I would synthesise a codon-optimised version of the Cyanoexosortase B (CrtB) gene from Nostoc commune. The goal would be to study and potentially enhance extracellular matrix organisation in cyanobacteria, which is relevant to soil stabilisation and biofilm formation.
(ii) What technology or technologies would you use to perform this DNA synthesis, and why?
To synthesise the CrtB gene, I would use phosphoramidite-based oligonucleotide synthesis, followed by gene assembly.
The essential steps include stepwise chemical addition of protected nucleotides to build short oligonucleotides on a solid support, cleavage and deprotection, purification, and assembly of overlapping oligos into a full-length gene using PCR-based methods. The assembled gene can then be sequence-verified before use.
The main limitations of this method are synthesis errors that accumulate with increasing length, practical limits on direct synthesis length (typically ~200 nt per oligo), and the need for assembly and error correction for longer constructs. Although scalable and highly automated, accuracy and yield decrease as sequence length increases.
References:
Beaucage, S.L. and Caruthers, M.H., 1981. Deoxynucleoside phosphoramidites—A new class of key intermediates for deoxypolynucleotide synthesis.
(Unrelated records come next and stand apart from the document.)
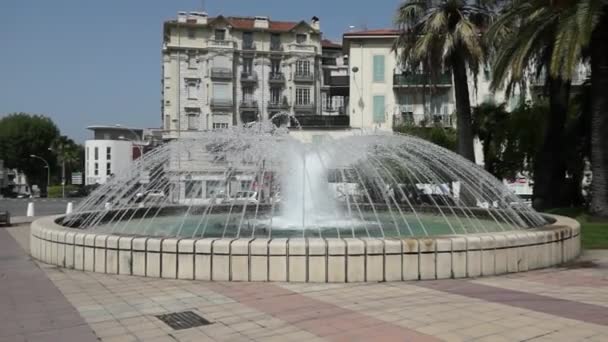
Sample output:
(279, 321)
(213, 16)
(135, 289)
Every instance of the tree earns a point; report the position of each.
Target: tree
(68, 154)
(525, 39)
(22, 135)
(559, 35)
(437, 35)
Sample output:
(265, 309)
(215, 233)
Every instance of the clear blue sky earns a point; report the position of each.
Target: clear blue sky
(85, 62)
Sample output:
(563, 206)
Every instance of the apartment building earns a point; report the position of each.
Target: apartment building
(382, 95)
(222, 71)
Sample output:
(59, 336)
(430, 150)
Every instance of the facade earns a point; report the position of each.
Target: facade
(383, 96)
(111, 151)
(223, 71)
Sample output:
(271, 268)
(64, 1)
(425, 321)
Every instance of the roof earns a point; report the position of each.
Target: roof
(373, 33)
(326, 43)
(247, 23)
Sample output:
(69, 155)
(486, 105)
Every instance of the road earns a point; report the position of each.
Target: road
(42, 206)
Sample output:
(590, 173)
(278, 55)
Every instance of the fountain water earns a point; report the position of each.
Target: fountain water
(253, 203)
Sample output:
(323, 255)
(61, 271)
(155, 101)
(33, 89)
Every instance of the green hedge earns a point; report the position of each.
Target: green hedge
(55, 190)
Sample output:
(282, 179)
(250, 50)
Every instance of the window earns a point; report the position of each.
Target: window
(220, 34)
(221, 91)
(220, 125)
(275, 95)
(275, 41)
(194, 189)
(192, 115)
(303, 96)
(247, 40)
(303, 67)
(191, 88)
(214, 189)
(378, 69)
(379, 109)
(247, 65)
(248, 94)
(192, 61)
(275, 66)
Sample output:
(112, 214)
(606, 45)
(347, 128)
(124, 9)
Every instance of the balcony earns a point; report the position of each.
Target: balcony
(423, 120)
(221, 73)
(301, 77)
(321, 121)
(225, 104)
(304, 107)
(302, 48)
(421, 80)
(276, 78)
(275, 105)
(249, 77)
(249, 46)
(276, 47)
(221, 44)
(249, 105)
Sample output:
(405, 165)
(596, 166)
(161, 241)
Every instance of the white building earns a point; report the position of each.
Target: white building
(112, 150)
(222, 71)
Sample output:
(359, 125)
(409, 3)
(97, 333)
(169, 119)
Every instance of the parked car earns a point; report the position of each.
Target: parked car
(244, 197)
(5, 217)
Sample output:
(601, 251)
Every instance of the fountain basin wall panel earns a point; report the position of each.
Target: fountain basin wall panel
(315, 260)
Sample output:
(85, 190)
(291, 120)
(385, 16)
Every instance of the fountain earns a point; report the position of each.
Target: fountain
(254, 204)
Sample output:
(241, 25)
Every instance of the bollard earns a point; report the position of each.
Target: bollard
(69, 208)
(30, 209)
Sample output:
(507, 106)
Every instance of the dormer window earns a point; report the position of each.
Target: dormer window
(220, 34)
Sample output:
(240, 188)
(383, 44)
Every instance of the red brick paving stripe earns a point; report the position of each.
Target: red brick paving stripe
(315, 316)
(31, 307)
(550, 305)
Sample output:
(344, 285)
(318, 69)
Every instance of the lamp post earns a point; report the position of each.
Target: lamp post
(62, 170)
(48, 171)
(134, 141)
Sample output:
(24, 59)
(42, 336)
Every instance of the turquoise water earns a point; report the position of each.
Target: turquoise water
(365, 225)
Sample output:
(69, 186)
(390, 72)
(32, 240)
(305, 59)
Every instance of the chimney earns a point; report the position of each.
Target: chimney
(315, 23)
(181, 17)
(200, 17)
(261, 22)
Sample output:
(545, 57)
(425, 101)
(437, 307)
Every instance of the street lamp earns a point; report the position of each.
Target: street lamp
(62, 171)
(134, 141)
(48, 172)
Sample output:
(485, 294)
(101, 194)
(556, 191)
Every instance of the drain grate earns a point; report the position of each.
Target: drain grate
(183, 320)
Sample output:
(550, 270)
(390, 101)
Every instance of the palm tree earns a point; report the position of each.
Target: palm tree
(445, 35)
(553, 35)
(524, 37)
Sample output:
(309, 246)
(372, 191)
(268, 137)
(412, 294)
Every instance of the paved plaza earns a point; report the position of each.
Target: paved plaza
(45, 303)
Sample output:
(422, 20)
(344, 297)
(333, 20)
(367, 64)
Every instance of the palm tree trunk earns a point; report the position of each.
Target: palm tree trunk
(599, 121)
(549, 169)
(463, 107)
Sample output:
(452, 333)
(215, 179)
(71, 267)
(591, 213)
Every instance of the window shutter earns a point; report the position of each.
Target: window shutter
(379, 68)
(221, 91)
(379, 109)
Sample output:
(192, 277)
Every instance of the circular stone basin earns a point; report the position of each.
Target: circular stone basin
(107, 249)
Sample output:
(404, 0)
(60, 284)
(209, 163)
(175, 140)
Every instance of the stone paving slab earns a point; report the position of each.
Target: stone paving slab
(31, 307)
(123, 308)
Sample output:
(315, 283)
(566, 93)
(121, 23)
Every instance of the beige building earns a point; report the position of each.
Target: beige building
(222, 71)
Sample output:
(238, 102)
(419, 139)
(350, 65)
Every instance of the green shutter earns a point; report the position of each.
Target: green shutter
(379, 69)
(379, 109)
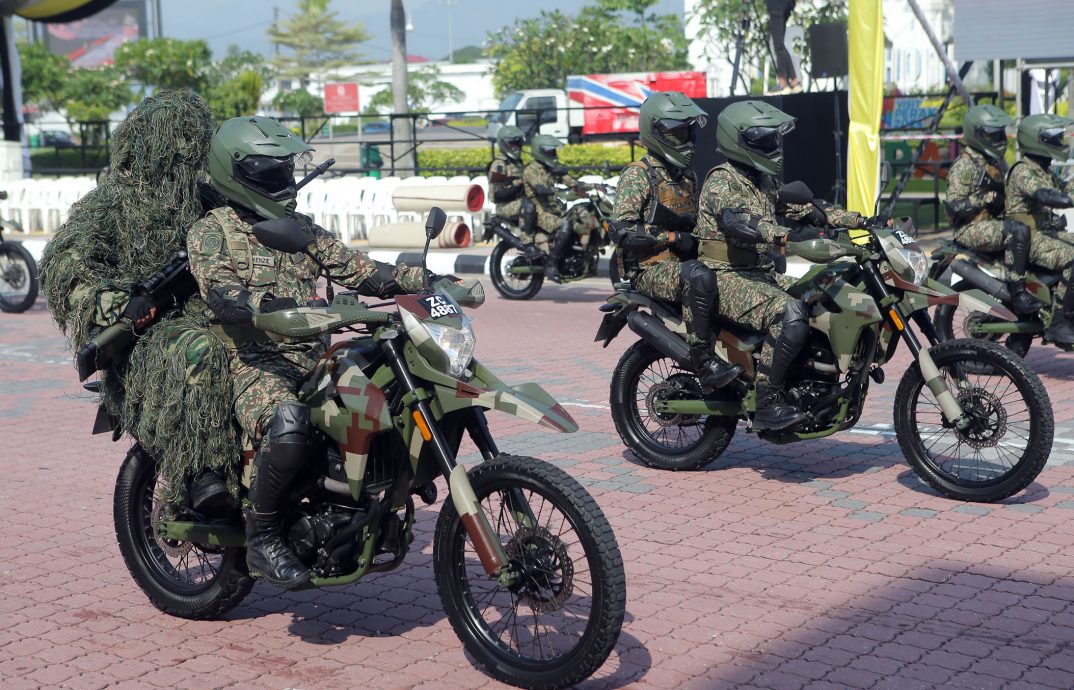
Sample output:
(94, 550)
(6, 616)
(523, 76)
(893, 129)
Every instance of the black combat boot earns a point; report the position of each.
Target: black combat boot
(773, 412)
(699, 293)
(275, 466)
(1062, 330)
(1018, 241)
(560, 245)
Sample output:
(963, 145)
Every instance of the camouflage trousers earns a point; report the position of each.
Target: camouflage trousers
(755, 299)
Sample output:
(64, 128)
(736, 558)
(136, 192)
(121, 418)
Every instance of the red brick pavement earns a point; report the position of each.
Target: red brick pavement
(814, 565)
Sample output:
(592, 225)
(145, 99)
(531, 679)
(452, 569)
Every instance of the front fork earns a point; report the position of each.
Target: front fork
(895, 315)
(485, 542)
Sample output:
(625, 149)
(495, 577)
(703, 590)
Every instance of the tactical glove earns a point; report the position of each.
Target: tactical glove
(1053, 198)
(231, 304)
(138, 308)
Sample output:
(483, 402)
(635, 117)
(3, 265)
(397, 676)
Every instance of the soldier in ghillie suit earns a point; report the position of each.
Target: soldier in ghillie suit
(653, 223)
(737, 228)
(1032, 192)
(251, 163)
(539, 178)
(975, 201)
(505, 183)
(173, 391)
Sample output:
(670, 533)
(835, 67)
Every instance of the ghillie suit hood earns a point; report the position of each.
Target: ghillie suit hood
(173, 393)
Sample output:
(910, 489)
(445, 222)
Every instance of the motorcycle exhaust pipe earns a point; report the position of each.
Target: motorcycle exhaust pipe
(978, 278)
(653, 331)
(501, 232)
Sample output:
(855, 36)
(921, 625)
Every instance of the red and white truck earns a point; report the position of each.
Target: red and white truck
(593, 105)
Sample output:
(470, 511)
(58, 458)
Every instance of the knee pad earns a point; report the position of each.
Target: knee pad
(290, 423)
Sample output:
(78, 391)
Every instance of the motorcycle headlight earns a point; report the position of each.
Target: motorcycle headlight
(915, 266)
(455, 343)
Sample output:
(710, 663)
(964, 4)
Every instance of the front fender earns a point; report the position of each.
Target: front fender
(933, 293)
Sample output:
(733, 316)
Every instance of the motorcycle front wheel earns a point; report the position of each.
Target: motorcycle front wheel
(180, 578)
(557, 622)
(512, 286)
(18, 278)
(1011, 429)
(644, 375)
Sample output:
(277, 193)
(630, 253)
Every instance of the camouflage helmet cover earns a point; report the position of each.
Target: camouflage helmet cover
(751, 132)
(1046, 135)
(509, 141)
(545, 149)
(251, 162)
(667, 128)
(984, 129)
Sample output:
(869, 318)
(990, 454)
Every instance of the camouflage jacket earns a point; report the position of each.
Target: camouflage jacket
(1026, 177)
(223, 253)
(536, 174)
(637, 187)
(505, 175)
(974, 178)
(726, 187)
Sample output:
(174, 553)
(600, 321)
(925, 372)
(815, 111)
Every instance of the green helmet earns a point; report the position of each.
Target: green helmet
(1045, 135)
(984, 129)
(545, 149)
(251, 162)
(666, 126)
(509, 141)
(752, 133)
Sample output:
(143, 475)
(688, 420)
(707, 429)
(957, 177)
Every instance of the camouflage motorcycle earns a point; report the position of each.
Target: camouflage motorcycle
(967, 269)
(972, 419)
(526, 564)
(517, 267)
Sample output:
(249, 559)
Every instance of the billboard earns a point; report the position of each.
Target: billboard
(92, 42)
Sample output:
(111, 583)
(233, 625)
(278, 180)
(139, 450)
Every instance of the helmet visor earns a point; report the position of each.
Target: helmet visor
(995, 137)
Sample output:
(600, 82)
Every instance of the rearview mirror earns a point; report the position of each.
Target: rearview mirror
(282, 234)
(435, 223)
(796, 192)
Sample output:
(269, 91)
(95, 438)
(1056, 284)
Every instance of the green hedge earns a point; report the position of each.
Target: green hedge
(582, 159)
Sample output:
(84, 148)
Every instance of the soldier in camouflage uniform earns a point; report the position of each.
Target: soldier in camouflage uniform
(251, 163)
(539, 178)
(737, 228)
(975, 200)
(1032, 192)
(652, 223)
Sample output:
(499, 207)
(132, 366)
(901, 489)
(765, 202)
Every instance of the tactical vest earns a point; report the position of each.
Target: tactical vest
(673, 195)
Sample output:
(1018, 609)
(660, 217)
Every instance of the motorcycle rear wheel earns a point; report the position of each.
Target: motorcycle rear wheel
(512, 286)
(180, 578)
(1012, 426)
(559, 623)
(688, 443)
(18, 278)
Tetrahedron Letters, 22(20), pp.1859–1862.
Gibson, D.G., Young, L., Chuang, R.-Y., Venter, J.C., Hutchison, C.A. and Smith, H.O., 2009. Enzymatic assembly of DNA molecules up to several hundred kilobases. Nature Methods, 6, pp.343–345.
Kosuri, S. and Church, G.M., 2014. Large-scale de novo DNA synthesis: Technologies and applications. Nature Methods, 11(5), pp.499–507.
LeProust, E.M., Peck, B.J., Spirin, K., McCuen, H.B., Moore, B., Namsaraev, E. and Caruthers, M.H., 2010. Synthesis of high-quality libraries of long (150-mer) oligonucleotides by a novel depurination-controlled process. Nucleic Acids Research, 38(8), pp.2522–2540.
5.3 DNA Edit
(i) What DNA would you want to edit and why?
I would focus on editing regulatory regions of genes involved in extracellular matrix production in Nostoc commune, rather than altering core metabolic pathways. For example, modifying promoter regions could allow increased or more controlled expression of genes associated with surface adhesion or polysaccharide production. The goal would be to fine-tune existing biological functions rather than introduce foreign traits, maintaining ecological compatibility.
(ii) What technology or technologies would you use to perform these DNA edits, and why?
I would use CRISPR-Cas9 to edit regulatory regions of the Nostoc commune genome. CRISPR-Cas9 uses a guide RNA to direct the Cas9 nuclease to a specific DNA sequence, where it introduces a double-strand break. The cell then repairs the break either through non-homologous end joining, which can introduce small mutations, or through homology-directed repair if a donor template is supplied.
The preparation includes designing a guide RNA targeting the promoter region, constructing a plasmid carrying Cas9 and the guide RNA, and introducing it into the host cells. If precise edits are required, a repair template DNA is also provided.
Limitations include variable editing efficiency, dependence on cellular repair pathways, and potential off-target effects where unintended DNA regions may be modified.
References:
Cong, L. et al., 2013. Multiplex genome engineering using CRISPR/Cas systems. Science, 339(6121), pp.819–823.
Jinek, M. et al., 2012. A programmable dual-RNA–guided DNA endonuclease in adaptive bacterial immunity. Science, 337(6096), pp.816–821.
Doudna, J.A. and Charpentier, E., 2014. The new frontier of genome engineering with CRISPR-Cas9. Science, 346(6213), 1258096.